Prof. Paolo Graziano ECH visiting professor at the Department of Sociology in May 2024 here in Vienna will give a lecture on
The Politics of the EU Eco-Social Policies: the Challenges of the Green Deal
The lecture will take place at the Department of Sociology on May 14th at 14:00-15:30 in the 4th Floor. Below the abstract and attached the paper which will serve as a basis for discussion.
ABSTRACT
Over the past years, the debate over the need to address ecological and social concerns has grown substantially. Phenomena such as the Gilets Jaunes in France or the ecological vs. social disputes in industrial sites (such as, for example, the ILVA steel plant in Taranto) have constituted a trade-off in terms of potentially conflicting policies, making the understanding of the various underlying preferences very important.

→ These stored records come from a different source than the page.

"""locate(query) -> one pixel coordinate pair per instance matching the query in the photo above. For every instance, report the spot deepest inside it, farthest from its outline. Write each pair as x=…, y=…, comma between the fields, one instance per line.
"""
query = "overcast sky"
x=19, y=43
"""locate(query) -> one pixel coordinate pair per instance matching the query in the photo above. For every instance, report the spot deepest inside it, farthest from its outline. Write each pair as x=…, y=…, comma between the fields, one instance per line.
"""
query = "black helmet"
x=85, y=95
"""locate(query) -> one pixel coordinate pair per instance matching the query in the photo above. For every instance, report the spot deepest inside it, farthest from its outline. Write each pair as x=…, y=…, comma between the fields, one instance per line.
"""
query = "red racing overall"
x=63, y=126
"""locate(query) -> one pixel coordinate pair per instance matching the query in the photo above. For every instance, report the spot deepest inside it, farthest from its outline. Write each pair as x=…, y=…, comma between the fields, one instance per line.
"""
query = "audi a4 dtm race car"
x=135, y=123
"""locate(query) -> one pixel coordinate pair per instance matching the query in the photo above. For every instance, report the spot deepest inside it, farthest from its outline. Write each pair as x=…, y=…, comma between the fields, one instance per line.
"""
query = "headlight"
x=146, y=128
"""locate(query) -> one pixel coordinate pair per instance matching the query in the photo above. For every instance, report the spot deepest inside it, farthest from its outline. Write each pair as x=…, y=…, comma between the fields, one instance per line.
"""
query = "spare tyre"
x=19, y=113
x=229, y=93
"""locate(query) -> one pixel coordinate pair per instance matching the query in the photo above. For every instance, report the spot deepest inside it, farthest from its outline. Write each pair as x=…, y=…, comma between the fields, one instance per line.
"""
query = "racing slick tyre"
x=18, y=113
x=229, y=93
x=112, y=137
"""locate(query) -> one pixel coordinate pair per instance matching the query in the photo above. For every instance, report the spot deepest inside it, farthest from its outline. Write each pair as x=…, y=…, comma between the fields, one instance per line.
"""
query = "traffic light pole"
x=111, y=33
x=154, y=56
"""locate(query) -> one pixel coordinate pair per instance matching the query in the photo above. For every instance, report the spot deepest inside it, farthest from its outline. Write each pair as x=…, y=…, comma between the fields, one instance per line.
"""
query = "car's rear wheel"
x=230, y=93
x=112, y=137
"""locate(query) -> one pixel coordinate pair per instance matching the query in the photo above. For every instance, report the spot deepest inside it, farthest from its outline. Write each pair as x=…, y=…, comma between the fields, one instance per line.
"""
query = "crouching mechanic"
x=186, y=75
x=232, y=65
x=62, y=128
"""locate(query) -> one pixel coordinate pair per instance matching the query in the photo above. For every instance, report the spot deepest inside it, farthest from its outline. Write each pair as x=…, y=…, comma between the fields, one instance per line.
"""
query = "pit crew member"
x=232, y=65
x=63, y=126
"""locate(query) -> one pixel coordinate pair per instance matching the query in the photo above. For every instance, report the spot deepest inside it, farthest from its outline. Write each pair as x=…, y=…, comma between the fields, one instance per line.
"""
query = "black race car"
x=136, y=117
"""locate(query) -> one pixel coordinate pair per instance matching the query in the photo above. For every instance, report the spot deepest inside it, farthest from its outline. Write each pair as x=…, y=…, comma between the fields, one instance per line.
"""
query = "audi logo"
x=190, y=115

Furthermore, growing environmental concerns have challenged more traditional views anchored on the predominance of social and employment concerns. The paper, in line with the research questions raised in the introduction of this Symposium, intends to contribute to the above-mentioned debate addressing the following questions: did the European Union take an ‘eco-social’ path? If so, how and why? By adoptin a post-functionalist approach, the article illustrates the growing intertwining of social and environmental policies at the EU level and then tries to explain its genesis by focusing on the role of the various actors involved. The main argument is that the European Commission, and in particular the President of the Commission, developed an eco-social agenda and are supporting EU eco-social policies in order to obtain further institutional (i.e, internal) and socio-political (i.e., external) legitimation.
Prof. Paolo Graziano, PhD
Paolo Graziano holds the position of Professor of Political Science at the University of Padua and serves as a Research Associate at the European Social Observatory in Brussels. His academic journey includes guest appointments at several prestigious institutions, such as Cornell University, the University of Cambridge, the University of Oxford, Sciences Po Paris, the University of Melbourne, the University of Washington, the European University Institute, the University of Roskilde, the University of Amsterdam, and the University of California Berkeley. He plays a pivotal role as the co-editor of Governance since 2018 and was the President during the 2019-2020 term for the APSA Conference Group on Italian Politics (CONGRIPS). Graziano’s research, which delves into European integration, public policy within Europe, social movements, and populist political factions, has been published or is forthcoming in a wide array of scholarly journals.